Vom Regen ertränkt, vom Winde verweht

Abgesehen von Speerwerferin Obergföll wenig Herausragendes bei den Leichtathletik-Meisterschaften in Erfurt

Es ist lange her, dass der Deutsche Leichtathletik-Verband (DLV) mal drei Weitspringer in seinen Reihen hatte, die innerhalb einer Saison die Acht-Meter-Marke überwunden haben. Vor diesem Wochenende war das Nils Winter (Leverkusen/8,12 m), Peter Rapp (Tübingen/8,10) und Christoph Stolz (Wolfs-burg/8,04) gelungen, und bei den nationalen Titelkämpfen in Erfurt gesellte sich am Samstag sogar ein weiterer hinzu: der Ludwigshaf ener Christian Reif als neuer deutscher Meister mit 8,08 m.

Und das komplizierte eine sowieso schon komplizierte Angelegenheit. Bei den Weltmeisterschaften vom 25. August bis zum 2. September in Osaka dürfen ja höchstens drei Athleten pro Land und Disziplin starten, im speziellen Fall der Weitspringer aber auch nur dann, wenn sie mindestens 8,20 m vorweisen können-die so genannte A-Norm des Weltverbandes IAAF. Wenn man nur einen Athleten nominieren möchte, genügt die etwas weichere B-Norm – im Weitsprung sind das 8,05 m. Welchen der drei Acht-Meter-Springer Winter, Rapp und Reif sollte Jürgen Mallow, der Leitende Bundestrainer des DLV, nun vorschlagen, wenn an diesem Montag die Verbandsgremien über die Nominierung beraten? Es wird wohl Christian Reif sein, der nominell schwächste der drei Kandidaten. Aber der hat die Mitbewerber im direkten Vergleich bezwungen und seine neue persönliche Bestleistung außerdem bei äußerst widrigen Bedingungen erzielt. „Die waren eine Katastrophe", fand Reif, „ich bin quasi im Monsun gesprungen."
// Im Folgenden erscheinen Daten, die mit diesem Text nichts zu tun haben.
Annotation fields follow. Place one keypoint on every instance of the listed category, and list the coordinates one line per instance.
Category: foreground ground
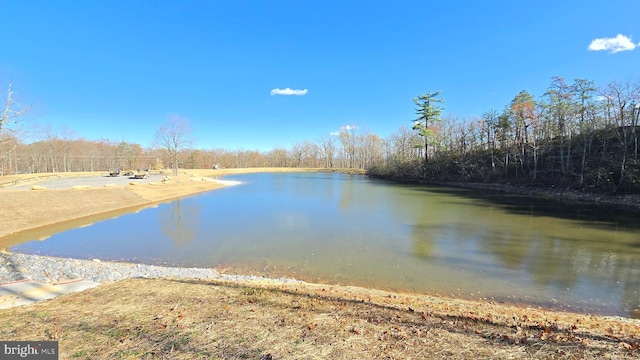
(183, 319)
(178, 319)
Der erste Tag der Meisterschaften war in der Tat von heftigen Regengüssen beeinträchtigt, so dass zu den bislang 58 Qualifizierten für die WM zunächst zur zwei neue hinzukamen: Reif eben sowie die 400-m-Hürdenläuf erin Ulrike Urbansky vom heimischen Erfurter LAC, die sich bereits im Vorlauf mit ihren 55,44 Sekunden empfahl – bevor sich die grauen
Wolken entluden. Ansonsten aber muss-te Mallow bei seiner Zwischenbilanz einräumen, dass das Wetter „die Ergebnisse in mancher Hinsicht beeinträchtigt" habe. Zum Beispiel den Stabhochsprung der Männer, der wegen des Dauerregens abgesagt und auf den Sonntagvormittag verschoben wurde. Wo den Springern dann allerdings der Wind zu schaffen machte. Der Jahresbeste Tim Lobinger (Köln) und Titelverteidiger Lars Börge-ling (Leverkusen) produzierten unter diesen Bedingungen drei Fehlversuche bei ihren Anfangshöhen, einen Tag nach seinem 30. Geburtstag gewann Danny Ecker (Leverkusen) mit 5,70 m vor dem höhengleichen Björn Otto (Uerdingen/ Dormagen); die beiden werden wohl auch mit Europacup-Sieger Lobinger das DLV-Trio in Osaka bilden.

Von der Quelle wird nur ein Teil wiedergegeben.